Une cécité visionnaire

© Jo Bardoux

L

’homme sortait des champs ; la mine était moins terrible. Les loisirs s’amplifiaient. Des études s’ouvraient à qui les tentait. L’amour s’affermissait. La femme surtout se redressait. Elle exigeait le plaisir. De soumise, de ténébreuse, d’esclave domestique, elle devenait la partenaire. On avait tant ri. Chacun avait agrandi l’univers.

Mais un caporal fouaillait l’Europe. Il avait démesuré le mépris d’une race. Des troupes grossissantes le suivaient à merci. La mort redevenait une conquête. Folie, toupie, terreur, elle s’administrait sur ordre. À gloire. Le pouvoir nazi porta bottes, gants, haine et décorations. Des spectateurs pressés baissaient la tête ; ils corsetaient leur humanisme, à lancer le bras droit dans le ciel.

Ce bras parfois leur rentrait dans la gorge. Ce bras tuait, frénétique. Qui était juif, l’intellect un peu libre, qui fomentait un chuchoti de rébellion devenait un cadavre en sursis. Tout et tous ployaient. L’art de vivre, c’était de marcher à la mort, du bon côté du fouet.

On étêta l’Europe pour les cornes du diable. L’impuissance en écharpe, peu choisirent la révolte — à couvert. Les rangs grossirent, peu après que Staline ait rompu son pacte. Alors on se mit vraiment en ordre, partisans.

Plus que jamais sur la planète, on déportait enfants, vieillards, femmes de tous âges, innocents toujours, “terroristes”. On les traquait, on les parquait. On les torturait par brassées. Où étaient les chambres d’antan ? On les enterrait parfois vivants. Il n’était guère de patenôtres. Les cris s’étouffaient. La fosse était le terme du voyage.

L’heure était à l’acharnement, à la cécité visionnaire, au tout ou rien tentaculaire. L’horreur renversée, la capitulation tira un trait sur les instincts de meurtre. L’oubli roule sa dévastation.

Mais comment, hors les tarés de tous les siècles, toute une génération a-t-elle pu cautionner, bernée, active, cet holocauste-là ? Comment a-t-on pu ouvrir, fournir les crématoires que les staliniens ont réalimentés pour leur propre compte, la mort pour trois cents millions d’humains — sur tous les frontons — ses égaux ?

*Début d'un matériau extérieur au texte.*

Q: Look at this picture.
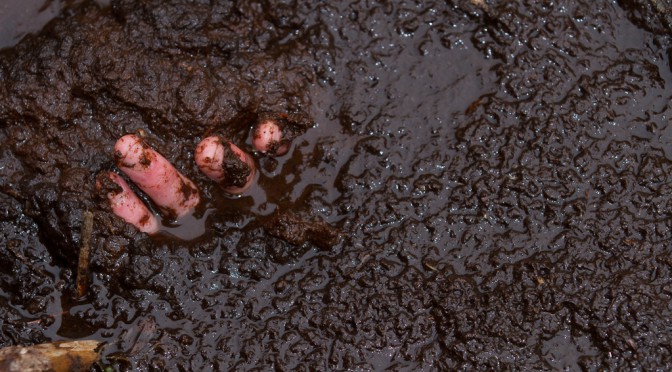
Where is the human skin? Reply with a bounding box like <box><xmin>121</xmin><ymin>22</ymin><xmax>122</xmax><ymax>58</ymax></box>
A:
<box><xmin>194</xmin><ymin>136</ymin><xmax>256</xmax><ymax>194</ymax></box>
<box><xmin>253</xmin><ymin>120</ymin><xmax>290</xmax><ymax>156</ymax></box>
<box><xmin>104</xmin><ymin>120</ymin><xmax>287</xmax><ymax>234</ymax></box>
<box><xmin>103</xmin><ymin>171</ymin><xmax>161</xmax><ymax>234</ymax></box>
<box><xmin>114</xmin><ymin>134</ymin><xmax>200</xmax><ymax>219</ymax></box>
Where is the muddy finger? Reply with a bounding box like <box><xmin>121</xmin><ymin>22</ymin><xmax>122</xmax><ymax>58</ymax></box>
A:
<box><xmin>101</xmin><ymin>172</ymin><xmax>160</xmax><ymax>234</ymax></box>
<box><xmin>195</xmin><ymin>136</ymin><xmax>256</xmax><ymax>194</ymax></box>
<box><xmin>114</xmin><ymin>134</ymin><xmax>200</xmax><ymax>218</ymax></box>
<box><xmin>252</xmin><ymin>119</ymin><xmax>291</xmax><ymax>156</ymax></box>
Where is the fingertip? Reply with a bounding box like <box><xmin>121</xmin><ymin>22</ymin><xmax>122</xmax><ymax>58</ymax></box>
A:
<box><xmin>114</xmin><ymin>134</ymin><xmax>139</xmax><ymax>156</ymax></box>
<box><xmin>195</xmin><ymin>136</ymin><xmax>256</xmax><ymax>194</ymax></box>
<box><xmin>116</xmin><ymin>133</ymin><xmax>139</xmax><ymax>146</ymax></box>
<box><xmin>253</xmin><ymin>120</ymin><xmax>289</xmax><ymax>155</ymax></box>
<box><xmin>114</xmin><ymin>134</ymin><xmax>151</xmax><ymax>169</ymax></box>
<box><xmin>195</xmin><ymin>136</ymin><xmax>224</xmax><ymax>177</ymax></box>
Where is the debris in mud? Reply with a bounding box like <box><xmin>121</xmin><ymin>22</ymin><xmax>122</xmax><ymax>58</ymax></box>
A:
<box><xmin>75</xmin><ymin>211</ymin><xmax>94</xmax><ymax>298</ymax></box>
<box><xmin>0</xmin><ymin>340</ymin><xmax>101</xmax><ymax>372</ymax></box>
<box><xmin>262</xmin><ymin>210</ymin><xmax>341</xmax><ymax>250</ymax></box>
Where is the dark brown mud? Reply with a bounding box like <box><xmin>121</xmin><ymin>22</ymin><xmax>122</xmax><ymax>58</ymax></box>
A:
<box><xmin>1</xmin><ymin>0</ymin><xmax>672</xmax><ymax>370</ymax></box>
<box><xmin>0</xmin><ymin>0</ymin><xmax>110</xmax><ymax>50</ymax></box>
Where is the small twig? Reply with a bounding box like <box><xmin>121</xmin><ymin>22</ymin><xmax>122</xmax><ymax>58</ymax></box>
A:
<box><xmin>6</xmin><ymin>242</ymin><xmax>49</xmax><ymax>279</ymax></box>
<box><xmin>76</xmin><ymin>211</ymin><xmax>94</xmax><ymax>298</ymax></box>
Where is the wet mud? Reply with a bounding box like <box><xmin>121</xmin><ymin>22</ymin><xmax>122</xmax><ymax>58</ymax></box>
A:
<box><xmin>1</xmin><ymin>0</ymin><xmax>672</xmax><ymax>369</ymax></box>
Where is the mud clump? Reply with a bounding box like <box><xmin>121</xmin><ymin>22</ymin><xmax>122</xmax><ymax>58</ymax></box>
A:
<box><xmin>263</xmin><ymin>210</ymin><xmax>341</xmax><ymax>251</ymax></box>
<box><xmin>1</xmin><ymin>0</ymin><xmax>672</xmax><ymax>370</ymax></box>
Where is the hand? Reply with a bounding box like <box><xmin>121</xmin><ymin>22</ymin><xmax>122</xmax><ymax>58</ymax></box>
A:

Et comment, le sachant, continue-t-on de nourrir ce gouffre, de l’Afrique au Caucase, jusqu’au cœur d’Israël ? On vote à peu près partout. On arme à satiété. Chacun stocke sa liberté sous l’oreiller. « Baissez les bras, l’autre tirera ». Nous avons l’âge de nos inconséquences. Le mutisme, c’est la paix ! La Haine fait la sieste. Notre imbécillité augure bien de l’avenir.